One evening I had been trying to convince my mother to take her medicine after what seemed like hours (though it was probably only a few minutes). I retired to my bedroom in the condominium I share with my parents and engaged in serious self-reflection, trying to figure out what made me so angry about the look of desperate confusion in my mother’s eyes as she said, “I don’t understand what you’re asking me to do … I’m sorry,” tears streaming down her face. And mine.

The following morning, I awoke, still shaken by the previous night’s painful incident in my home. As I flipped through the network stations on our 4K TV, I came across older cartoons and sitcoms, all featuring older adult characters who were so often the punchline of tasteless jokes. I grimaced and wondered what part of these stories appealed to me as a child.

Tropes of the bitter eccentric reclusive neighbor all the kids feared, the grandmother who wraps a live cat as a Christmas gift, or the angry old lunch lady who hates little kids all began to play themselves back on the small screen of my mind.

Ageist TV Training Becomes Clear

And then it hit me: I was having a visceral reaction to my mother’s dementia-related behaviors because it was so similar to the unlikeable and disposable characters who continually showed up in so many of the films and television shows I watched during my formative years.

Once I realized that I’d been heavily impacted by these harmful stereotypes about older adults, I became intentional about shifting the lens with which I view my mother and the sickness that has altered the way she shows up in the world. I engaged in my own culture change work by responding to my mother holistically, acknowledging her personhood, not just her diagnosis or her age.

‘I engaged in my own culture change work by responding to my mother holistically, acknowledging her personhood.’

Of course, I am just one person and my home is just one household. For culture change to work, it takes many people coming together to demand that storylines in popular media depict older adults as complete human beings who, when they show signs of mental illness or neurological diseases, are still worthy of being treated with dignity by those who care for them, and everyone else they may encounter.

That is not to say that older adults must always be revered, because problematic humans grow older, too.

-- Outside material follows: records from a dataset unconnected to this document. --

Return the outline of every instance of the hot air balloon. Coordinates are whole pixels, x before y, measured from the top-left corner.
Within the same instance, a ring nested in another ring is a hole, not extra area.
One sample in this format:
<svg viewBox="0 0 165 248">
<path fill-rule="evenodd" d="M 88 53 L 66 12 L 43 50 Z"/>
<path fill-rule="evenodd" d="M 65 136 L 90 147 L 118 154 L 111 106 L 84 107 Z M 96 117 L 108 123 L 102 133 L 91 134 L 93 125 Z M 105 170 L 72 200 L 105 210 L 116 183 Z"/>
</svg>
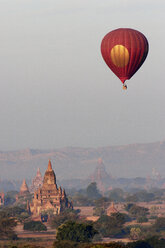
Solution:
<svg viewBox="0 0 165 248">
<path fill-rule="evenodd" d="M 119 28 L 105 35 L 101 53 L 105 63 L 123 83 L 130 79 L 144 63 L 148 54 L 148 41 L 139 31 Z"/>
</svg>

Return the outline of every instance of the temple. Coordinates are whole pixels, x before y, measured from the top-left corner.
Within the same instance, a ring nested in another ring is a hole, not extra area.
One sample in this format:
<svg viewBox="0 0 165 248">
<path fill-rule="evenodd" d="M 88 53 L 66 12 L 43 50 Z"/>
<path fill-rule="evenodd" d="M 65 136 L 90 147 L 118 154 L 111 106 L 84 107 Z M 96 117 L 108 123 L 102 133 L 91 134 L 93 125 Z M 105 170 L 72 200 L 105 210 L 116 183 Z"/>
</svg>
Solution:
<svg viewBox="0 0 165 248">
<path fill-rule="evenodd" d="M 43 184 L 43 178 L 40 172 L 40 169 L 38 168 L 37 174 L 35 178 L 32 180 L 32 184 L 30 187 L 30 192 L 34 193 L 39 187 L 41 187 Z"/>
<path fill-rule="evenodd" d="M 59 214 L 67 208 L 73 208 L 72 204 L 68 201 L 65 190 L 57 187 L 56 176 L 49 160 L 43 185 L 34 192 L 33 201 L 29 205 L 30 212 L 34 216 L 39 216 L 51 209 L 54 214 Z"/>
<path fill-rule="evenodd" d="M 29 193 L 30 192 L 29 192 L 28 186 L 27 186 L 26 181 L 24 179 L 23 182 L 22 182 L 22 185 L 20 187 L 19 196 L 25 196 L 25 195 L 27 195 Z"/>
<path fill-rule="evenodd" d="M 5 195 L 3 192 L 0 193 L 0 206 L 5 205 Z"/>
</svg>

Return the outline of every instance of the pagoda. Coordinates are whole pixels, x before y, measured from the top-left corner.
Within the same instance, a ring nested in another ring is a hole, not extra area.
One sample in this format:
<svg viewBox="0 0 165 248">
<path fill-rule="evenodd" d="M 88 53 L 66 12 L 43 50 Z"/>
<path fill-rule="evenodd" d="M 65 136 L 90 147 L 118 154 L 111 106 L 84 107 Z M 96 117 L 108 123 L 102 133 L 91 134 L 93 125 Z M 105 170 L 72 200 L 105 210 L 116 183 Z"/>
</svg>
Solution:
<svg viewBox="0 0 165 248">
<path fill-rule="evenodd" d="M 43 185 L 34 192 L 30 212 L 34 216 L 40 216 L 42 212 L 51 209 L 54 214 L 59 214 L 67 208 L 72 208 L 72 204 L 68 201 L 65 190 L 57 187 L 56 175 L 49 160 Z"/>
<path fill-rule="evenodd" d="M 42 186 L 42 184 L 43 184 L 43 178 L 42 178 L 40 169 L 38 168 L 37 174 L 32 180 L 32 185 L 30 187 L 30 191 L 34 193 L 39 187 Z"/>
<path fill-rule="evenodd" d="M 20 187 L 19 196 L 25 196 L 27 194 L 30 194 L 30 192 L 29 192 L 28 186 L 26 184 L 26 181 L 24 179 L 22 182 L 22 185 Z"/>
</svg>

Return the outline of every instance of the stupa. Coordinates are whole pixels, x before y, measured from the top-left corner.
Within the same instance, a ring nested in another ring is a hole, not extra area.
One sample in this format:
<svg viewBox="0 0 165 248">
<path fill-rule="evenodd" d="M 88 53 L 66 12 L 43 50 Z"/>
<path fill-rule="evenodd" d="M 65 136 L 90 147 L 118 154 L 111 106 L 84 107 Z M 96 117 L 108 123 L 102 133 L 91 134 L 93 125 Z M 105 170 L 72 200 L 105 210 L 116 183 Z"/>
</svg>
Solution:
<svg viewBox="0 0 165 248">
<path fill-rule="evenodd" d="M 54 214 L 59 214 L 67 208 L 72 208 L 72 204 L 68 201 L 65 190 L 57 187 L 56 175 L 49 160 L 43 185 L 34 192 L 34 199 L 30 203 L 30 212 L 34 216 L 39 216 L 42 212 L 51 209 Z"/>
<path fill-rule="evenodd" d="M 32 185 L 30 187 L 31 192 L 35 192 L 39 187 L 41 187 L 43 184 L 43 178 L 40 172 L 40 169 L 37 169 L 37 174 L 32 180 Z"/>
</svg>

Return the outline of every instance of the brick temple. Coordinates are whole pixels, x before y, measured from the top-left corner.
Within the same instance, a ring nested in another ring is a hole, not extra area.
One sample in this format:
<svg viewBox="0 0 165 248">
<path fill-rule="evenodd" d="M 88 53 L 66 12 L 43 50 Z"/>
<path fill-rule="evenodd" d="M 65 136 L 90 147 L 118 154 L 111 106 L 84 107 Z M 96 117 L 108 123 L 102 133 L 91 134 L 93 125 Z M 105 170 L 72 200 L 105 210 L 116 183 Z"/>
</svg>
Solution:
<svg viewBox="0 0 165 248">
<path fill-rule="evenodd" d="M 34 192 L 34 199 L 29 205 L 29 210 L 34 216 L 39 216 L 42 212 L 50 209 L 54 214 L 59 214 L 68 208 L 72 209 L 72 204 L 68 201 L 65 190 L 61 187 L 58 188 L 56 175 L 49 160 L 43 185 Z"/>
</svg>

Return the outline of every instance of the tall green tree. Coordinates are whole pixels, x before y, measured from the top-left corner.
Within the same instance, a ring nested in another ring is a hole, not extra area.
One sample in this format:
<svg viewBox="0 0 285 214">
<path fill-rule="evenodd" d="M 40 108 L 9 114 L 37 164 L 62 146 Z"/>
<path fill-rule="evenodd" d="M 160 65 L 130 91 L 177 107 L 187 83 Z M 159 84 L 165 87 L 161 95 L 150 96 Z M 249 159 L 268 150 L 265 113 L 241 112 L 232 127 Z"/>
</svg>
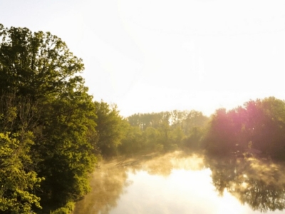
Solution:
<svg viewBox="0 0 285 214">
<path fill-rule="evenodd" d="M 88 192 L 95 162 L 83 63 L 49 32 L 0 24 L 0 210 L 31 213 L 41 198 L 49 213 Z"/>
</svg>

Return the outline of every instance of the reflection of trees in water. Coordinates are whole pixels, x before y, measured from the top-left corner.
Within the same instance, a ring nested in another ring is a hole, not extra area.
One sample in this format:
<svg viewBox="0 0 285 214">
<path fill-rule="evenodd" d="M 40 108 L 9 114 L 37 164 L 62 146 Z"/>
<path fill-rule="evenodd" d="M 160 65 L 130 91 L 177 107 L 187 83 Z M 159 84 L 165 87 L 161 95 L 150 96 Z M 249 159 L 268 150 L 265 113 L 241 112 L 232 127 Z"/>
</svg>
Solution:
<svg viewBox="0 0 285 214">
<path fill-rule="evenodd" d="M 76 203 L 74 214 L 107 214 L 117 205 L 123 188 L 128 185 L 127 173 L 115 164 L 102 164 L 92 174 L 91 192 Z"/>
<path fill-rule="evenodd" d="M 206 162 L 220 195 L 227 189 L 254 210 L 266 212 L 285 208 L 285 173 L 282 165 L 254 158 L 242 161 L 209 158 Z"/>
<path fill-rule="evenodd" d="M 92 175 L 91 192 L 76 203 L 73 214 L 108 213 L 130 184 L 127 172 L 135 174 L 145 170 L 150 175 L 167 176 L 172 169 L 198 170 L 203 166 L 202 158 L 179 152 L 101 163 L 100 168 Z"/>
<path fill-rule="evenodd" d="M 125 187 L 130 184 L 128 172 L 135 174 L 144 170 L 150 175 L 168 176 L 174 169 L 193 170 L 205 166 L 211 169 L 212 183 L 220 195 L 227 190 L 254 210 L 283 210 L 284 165 L 266 161 L 254 158 L 203 158 L 175 152 L 101 164 L 101 168 L 93 174 L 92 192 L 78 202 L 74 214 L 108 213 L 117 205 Z"/>
</svg>

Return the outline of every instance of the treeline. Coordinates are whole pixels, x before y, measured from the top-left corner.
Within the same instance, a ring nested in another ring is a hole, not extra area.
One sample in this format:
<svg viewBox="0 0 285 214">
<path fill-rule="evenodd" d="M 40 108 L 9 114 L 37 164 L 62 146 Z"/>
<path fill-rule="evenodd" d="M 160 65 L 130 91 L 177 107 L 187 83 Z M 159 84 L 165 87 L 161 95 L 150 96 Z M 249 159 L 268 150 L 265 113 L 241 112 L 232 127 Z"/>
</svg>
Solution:
<svg viewBox="0 0 285 214">
<path fill-rule="evenodd" d="M 0 24 L 0 213 L 69 213 L 100 157 L 176 149 L 284 159 L 285 103 L 138 113 L 93 101 L 81 58 L 50 33 Z"/>
<path fill-rule="evenodd" d="M 285 102 L 269 97 L 228 111 L 219 109 L 204 141 L 212 154 L 248 153 L 285 160 Z"/>
<path fill-rule="evenodd" d="M 196 111 L 139 113 L 127 118 L 127 135 L 118 146 L 123 154 L 197 149 L 209 118 Z"/>
<path fill-rule="evenodd" d="M 0 24 L 0 213 L 69 213 L 98 156 L 82 60 L 50 33 Z"/>
</svg>

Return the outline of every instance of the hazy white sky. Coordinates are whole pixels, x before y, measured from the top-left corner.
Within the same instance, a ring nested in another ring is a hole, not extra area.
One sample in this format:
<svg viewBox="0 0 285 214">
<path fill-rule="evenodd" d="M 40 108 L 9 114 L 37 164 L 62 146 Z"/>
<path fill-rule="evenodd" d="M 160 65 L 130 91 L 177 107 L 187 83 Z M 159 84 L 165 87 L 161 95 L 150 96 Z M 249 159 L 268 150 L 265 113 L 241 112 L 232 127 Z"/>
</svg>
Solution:
<svg viewBox="0 0 285 214">
<path fill-rule="evenodd" d="M 285 1 L 0 0 L 0 23 L 50 31 L 121 114 L 285 99 Z"/>
</svg>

But the more we create multidimensional narratives around older adults, particularly for children and young adults, the more we can shift individual thinking and societal behavior toward underrepresented populations. And, when we center the voices of Black women in the reimagining of stories about older adults, we know that the effects are far-reaching and long-lasting.

There are many modern stories I’ve seen on networks like PBS, such as Alma’s Way and Molly of Denali that depict older adults of color living full lives and even facing diseases like Alzheimer’s. The storylines are handled with care and invite viewers to replicate these interactions in their own lives. It is my hope that more programming for children and adults of all ages will follow the lead of such programs and do the work of creating a more empathetic and equitable society for older adults.

For, as George Washington Grover once said, “How far you go in life depends on your being tender with the young, compassionate with the aged, sympathetic with the striving, and tolerant of the weak and strong. Because someday in your life you will have been all of these.”


Aisha Adkins, MPA, CNP is an advocate, storyteller, care partner and thought leader. She also works with Caring Across Generations as a constituency organizer on Cherokee Nation lands in Atlanta, GA.